The work is part of the NERC funded SeaDNA Project, and should be cited using version appropriate DOIs that are found in Releases, or the Collins et al. (2021) Journal of Fish Biology article (https://doi.org/10.1111/jfb.14852) describing the software.

TL;DR (give me the data)

If you require simply the final reference library file for immediate use, it can be downloaded directly using the R code below, and converted into FASTA and CSV formats for any of the available primer sets in Table 1.
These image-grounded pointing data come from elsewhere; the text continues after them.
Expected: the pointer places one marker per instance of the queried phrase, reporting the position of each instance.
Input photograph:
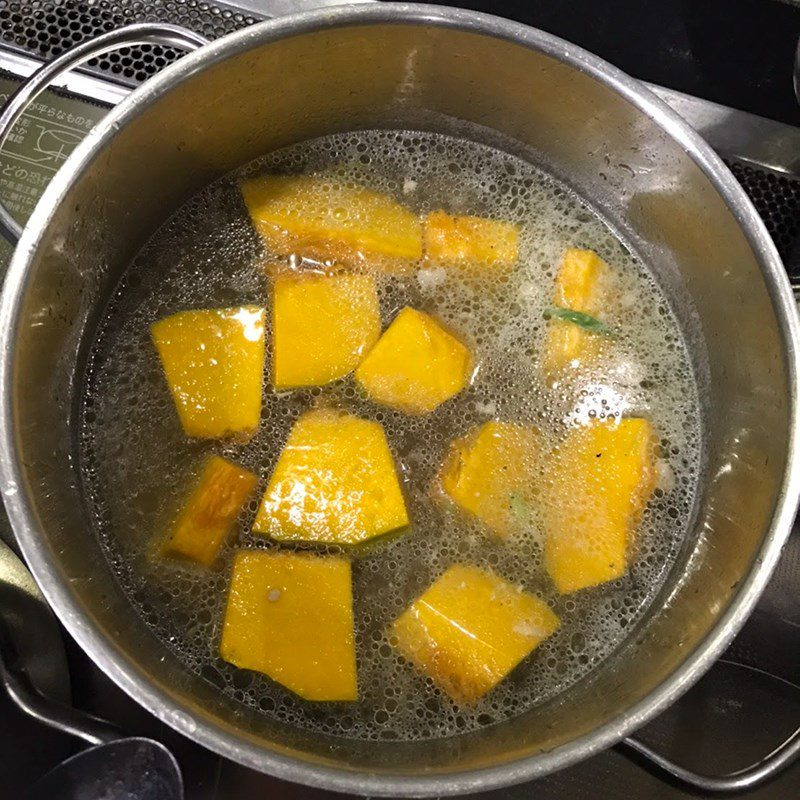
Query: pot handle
(66, 719)
(140, 33)
(739, 781)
Retrieve latest reference library:

### START A FRESH R SESSION ###

# load packages (install if required)
library("tidyverse")
library("ape")

# load REMOTE references and scripts (requires internet connection)
source("https://raw.githubusercontent.com/genner-lab/meta-fish-lib/main/scripts/references-load-remote.R")
source("https://raw.githubusercontent.com/genner-lab/meta-fish-lib/main/scripts/references-clean.R")
source("https://raw.githubusercontent.com/legalLab/protocols-scripts/master/scripts/tab2fas.R")
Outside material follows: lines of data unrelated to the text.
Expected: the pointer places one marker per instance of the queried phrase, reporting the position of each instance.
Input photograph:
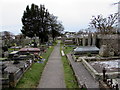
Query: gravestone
(94, 40)
(83, 41)
(89, 39)
(104, 51)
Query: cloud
(74, 14)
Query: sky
(74, 14)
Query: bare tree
(104, 25)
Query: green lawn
(31, 78)
(70, 79)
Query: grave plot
(110, 66)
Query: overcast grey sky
(74, 14)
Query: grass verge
(31, 77)
(70, 79)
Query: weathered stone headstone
(89, 39)
(83, 41)
(104, 51)
(94, 40)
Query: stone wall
(112, 41)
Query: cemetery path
(83, 75)
(53, 74)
# choose a metabarcode fragment (primer set) from the following:
print(c("coi.lerayxt","coi.ward","12s.miya","12s.riaz","12s.valentini","12s.taberlet","16s.berry","cytb.minamoto"))
# change 'frag' argument as appropriate:
reflib.sub <- subset_references(df=reflib.orig, frag="12s.miya")

# convert to fasta file
# uses the standard database id field ('dbid') as a label
# 'dbid' is the GenBank GI number, or the BOLD processID number
# custom labels can be created with 'mutate()' and 'paste()' using other fields and changing 'namecol' argument - see FAQ
reflib.fas <- tab2fas(df=reflib.sub, seqcol="nucleotides", namecol="dbid")

# write out fasta file
ape::write.FASTA(reflib.fas, file="references.fasta")

# write out corresponding csv table
# this requires readr v1.4 or higher; change to 'path="references.csv"' for older versions, or use write.csv() instead
readr::write_csv(reflib.sub, file="references.csv")
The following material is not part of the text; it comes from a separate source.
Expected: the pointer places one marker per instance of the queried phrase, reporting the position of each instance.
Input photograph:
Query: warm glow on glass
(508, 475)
Particular attention should be paid to cleaning steps in scripts/references-clean.R; sequences flagged as unreliable (using phylogenetic quality control) are listed in assets/exclusions.csv and excluded, while sequences flagged by NCBI as "unverified" are also removed. Taxonomic changes are also made, automatically via validating names against FishBase, and also custom changes (Cottus perifretum relabelled as Cottus cottus, Atherina presbyter relabelled as Atherina boyeri, and Pungitius laevis relabelled as Pungitius pungitius. Where are changes are made, both the original GenBank names and the validated FishBase names are provided (see Table 2).

Table 1: Available primer sets

Study	Official name	Nickname	Locus
Miya et al. (2015)	MiFish U/E	12s.miya	12S
Taberlet et al. (2018)	Tele02	12s.taberlet	12S
Valentini et al. (2016)	L1848/H1913	12s.valentini	12S
Riaz et al. (2011)	12S-V5	12s.riaz	12S
Wangensteen et al. (2018)	Leray-XT	coi.leray	COI
Ward et al. (2005)	FishF1/R1	coi.ward	COI
Berry et al. (2017)	Fish16sF/D	16s.berry	16S
Kitano et al. (2007)	L2513/H2714	16s.kitano	16S
Minamoto et al. (2012)	L14912-CYB	cytb.minamoto	cytb

Create/update the reference library manually

You don't need to run this code below if you just want a copy of the reference library (run code above). This code below is if you want to update it yourself or want to modify and make a new library. I will endeavour to keep this repository up-to-date with GenBank, but if hasn't been updated, email me.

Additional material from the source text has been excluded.